Yo había clavado mis dientes sobre la colina del Monte de Venus y en tanto una mano penetraba salvajemente al sexo, la otra se deslizó por debajo de las nalgas. Rebuscando en medio de la hendidura colmada de líquidos que fluían de la vagina, hallé la fruncida entrada al ano y no un solo dedo sino dos fueron penetrándola despaciosamente. Tras la protesta quejumbrosa por la sodomía y sintiendo como Silvia parecía querer devorar mi sexo para acallar el doloroso placer, retorcí rudamente mis dedos en la vagina, provocándole tal grado de satisfacción que abriendo aun más sus piernas para facilitar el trabajo de mi boca, comenzó la eyaculación de un orgasmo lento y profundo.
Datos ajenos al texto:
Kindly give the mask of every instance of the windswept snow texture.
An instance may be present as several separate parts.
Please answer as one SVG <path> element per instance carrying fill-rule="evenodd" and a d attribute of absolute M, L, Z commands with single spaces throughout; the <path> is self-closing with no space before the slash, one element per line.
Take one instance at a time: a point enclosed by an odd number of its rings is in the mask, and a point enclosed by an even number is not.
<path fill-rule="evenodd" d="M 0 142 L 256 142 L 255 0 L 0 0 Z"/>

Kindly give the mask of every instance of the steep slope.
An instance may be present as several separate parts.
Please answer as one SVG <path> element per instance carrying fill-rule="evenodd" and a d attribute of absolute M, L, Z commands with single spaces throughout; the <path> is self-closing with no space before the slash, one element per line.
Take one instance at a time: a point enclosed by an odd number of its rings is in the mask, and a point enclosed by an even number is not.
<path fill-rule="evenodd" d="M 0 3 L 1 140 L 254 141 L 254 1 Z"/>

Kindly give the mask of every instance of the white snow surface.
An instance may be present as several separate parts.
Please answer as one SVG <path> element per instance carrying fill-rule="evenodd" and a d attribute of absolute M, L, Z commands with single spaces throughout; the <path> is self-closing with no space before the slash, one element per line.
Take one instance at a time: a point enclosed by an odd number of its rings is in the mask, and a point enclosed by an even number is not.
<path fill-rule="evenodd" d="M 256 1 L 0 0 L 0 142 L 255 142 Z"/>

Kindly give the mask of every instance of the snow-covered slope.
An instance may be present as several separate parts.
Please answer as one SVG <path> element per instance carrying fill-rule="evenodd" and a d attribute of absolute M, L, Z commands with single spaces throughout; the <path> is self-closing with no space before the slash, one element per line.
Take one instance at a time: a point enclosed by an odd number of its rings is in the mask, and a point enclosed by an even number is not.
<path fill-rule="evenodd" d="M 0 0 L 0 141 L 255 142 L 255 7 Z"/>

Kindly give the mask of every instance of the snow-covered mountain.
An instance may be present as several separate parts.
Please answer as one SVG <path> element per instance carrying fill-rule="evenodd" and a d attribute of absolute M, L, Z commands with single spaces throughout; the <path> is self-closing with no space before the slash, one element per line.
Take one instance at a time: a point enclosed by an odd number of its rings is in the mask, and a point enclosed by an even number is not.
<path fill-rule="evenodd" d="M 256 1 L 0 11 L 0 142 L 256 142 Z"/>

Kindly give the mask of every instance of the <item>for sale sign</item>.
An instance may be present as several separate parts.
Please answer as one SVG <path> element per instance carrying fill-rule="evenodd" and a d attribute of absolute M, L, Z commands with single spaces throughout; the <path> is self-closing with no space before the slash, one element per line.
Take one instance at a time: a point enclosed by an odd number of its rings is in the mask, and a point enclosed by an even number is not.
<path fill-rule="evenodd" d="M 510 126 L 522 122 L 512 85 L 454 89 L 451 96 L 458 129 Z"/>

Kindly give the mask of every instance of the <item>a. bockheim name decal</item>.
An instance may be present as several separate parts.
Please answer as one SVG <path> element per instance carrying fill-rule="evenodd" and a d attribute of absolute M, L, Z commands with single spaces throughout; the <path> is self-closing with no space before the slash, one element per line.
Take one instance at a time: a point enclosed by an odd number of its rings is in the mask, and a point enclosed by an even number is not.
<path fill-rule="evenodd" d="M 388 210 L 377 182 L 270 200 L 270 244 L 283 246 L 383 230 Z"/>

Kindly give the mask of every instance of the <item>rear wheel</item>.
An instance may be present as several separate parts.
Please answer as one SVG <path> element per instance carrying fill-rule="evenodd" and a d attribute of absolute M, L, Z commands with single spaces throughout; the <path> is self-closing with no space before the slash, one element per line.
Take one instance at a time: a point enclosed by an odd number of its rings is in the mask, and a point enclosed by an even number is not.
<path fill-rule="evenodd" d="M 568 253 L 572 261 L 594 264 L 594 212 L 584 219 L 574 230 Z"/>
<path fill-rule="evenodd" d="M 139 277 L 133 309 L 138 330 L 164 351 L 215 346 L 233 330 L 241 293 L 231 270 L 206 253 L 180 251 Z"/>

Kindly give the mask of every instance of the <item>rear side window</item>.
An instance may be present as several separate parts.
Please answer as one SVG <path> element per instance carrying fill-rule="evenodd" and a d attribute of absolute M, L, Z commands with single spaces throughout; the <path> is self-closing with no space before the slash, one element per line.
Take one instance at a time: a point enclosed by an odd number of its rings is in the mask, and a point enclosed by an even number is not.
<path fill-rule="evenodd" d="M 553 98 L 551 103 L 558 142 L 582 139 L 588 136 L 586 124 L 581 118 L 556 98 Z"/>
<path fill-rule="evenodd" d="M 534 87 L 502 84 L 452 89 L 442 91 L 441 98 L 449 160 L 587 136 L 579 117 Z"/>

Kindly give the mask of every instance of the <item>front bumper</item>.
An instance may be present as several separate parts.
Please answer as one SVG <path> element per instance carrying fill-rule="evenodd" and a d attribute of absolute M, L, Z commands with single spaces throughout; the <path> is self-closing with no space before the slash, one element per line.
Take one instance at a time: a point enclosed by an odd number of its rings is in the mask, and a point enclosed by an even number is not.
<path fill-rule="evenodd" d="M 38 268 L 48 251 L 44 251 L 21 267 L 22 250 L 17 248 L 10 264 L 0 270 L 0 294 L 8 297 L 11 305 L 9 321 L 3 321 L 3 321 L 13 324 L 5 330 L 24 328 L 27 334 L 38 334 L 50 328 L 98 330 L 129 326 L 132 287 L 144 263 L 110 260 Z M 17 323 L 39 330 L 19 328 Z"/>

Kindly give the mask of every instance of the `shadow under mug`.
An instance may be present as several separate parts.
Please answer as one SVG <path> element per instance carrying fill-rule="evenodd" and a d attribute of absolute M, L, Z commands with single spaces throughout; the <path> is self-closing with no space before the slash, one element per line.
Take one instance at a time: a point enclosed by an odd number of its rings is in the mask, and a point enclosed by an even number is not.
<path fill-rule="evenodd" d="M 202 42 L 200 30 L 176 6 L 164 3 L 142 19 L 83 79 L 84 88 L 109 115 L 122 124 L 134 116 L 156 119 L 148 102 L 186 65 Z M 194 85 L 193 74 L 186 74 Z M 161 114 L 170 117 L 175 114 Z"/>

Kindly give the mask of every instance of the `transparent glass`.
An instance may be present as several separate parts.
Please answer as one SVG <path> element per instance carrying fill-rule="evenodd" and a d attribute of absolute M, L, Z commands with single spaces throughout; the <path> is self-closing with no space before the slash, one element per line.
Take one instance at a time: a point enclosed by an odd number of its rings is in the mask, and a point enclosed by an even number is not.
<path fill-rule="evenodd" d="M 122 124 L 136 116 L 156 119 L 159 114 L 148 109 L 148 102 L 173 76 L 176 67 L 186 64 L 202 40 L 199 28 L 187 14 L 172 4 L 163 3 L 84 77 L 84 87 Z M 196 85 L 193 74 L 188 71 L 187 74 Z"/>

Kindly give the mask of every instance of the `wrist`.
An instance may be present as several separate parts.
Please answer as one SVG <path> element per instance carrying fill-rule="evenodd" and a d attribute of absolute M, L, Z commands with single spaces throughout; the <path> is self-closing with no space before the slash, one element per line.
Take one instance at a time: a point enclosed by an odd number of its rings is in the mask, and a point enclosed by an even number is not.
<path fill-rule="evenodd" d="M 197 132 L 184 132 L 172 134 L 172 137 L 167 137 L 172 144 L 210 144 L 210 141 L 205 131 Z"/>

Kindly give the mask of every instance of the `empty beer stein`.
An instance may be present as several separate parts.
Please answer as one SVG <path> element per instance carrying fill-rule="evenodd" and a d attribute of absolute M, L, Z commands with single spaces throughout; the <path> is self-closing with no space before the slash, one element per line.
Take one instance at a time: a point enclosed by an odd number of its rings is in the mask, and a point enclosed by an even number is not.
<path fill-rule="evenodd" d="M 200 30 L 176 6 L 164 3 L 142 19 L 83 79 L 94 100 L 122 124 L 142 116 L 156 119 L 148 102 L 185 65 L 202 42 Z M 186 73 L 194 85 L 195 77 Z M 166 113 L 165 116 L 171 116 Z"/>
Yo estaba lejos de llegar a esa situación pero era tanta la satisfacción que el orgasmo de ella me proporcionaba, involucrándome en un vendaval de sensaciones encontradas que, sin dejar de penetrarla con los dedos, recibí con delectación la abundancia de las mucosas que útero y vagina derramaron en mi boca. En medio de gritos y rugidos, nos revolcamos sobre el sillón con manos y bocas en un siniestro juego sexual hasta que el agotamiento pudo más y así, estrechamente abrazadas, fuimos cayendo en un letargo del que saldríamos fortalecidas rato después, con la revelación de que, aun con casi veinte años de diferencia, podíamos satisfacernos recíprocamente en tal alto grado que compensaríamos nuestros años de abstinencia.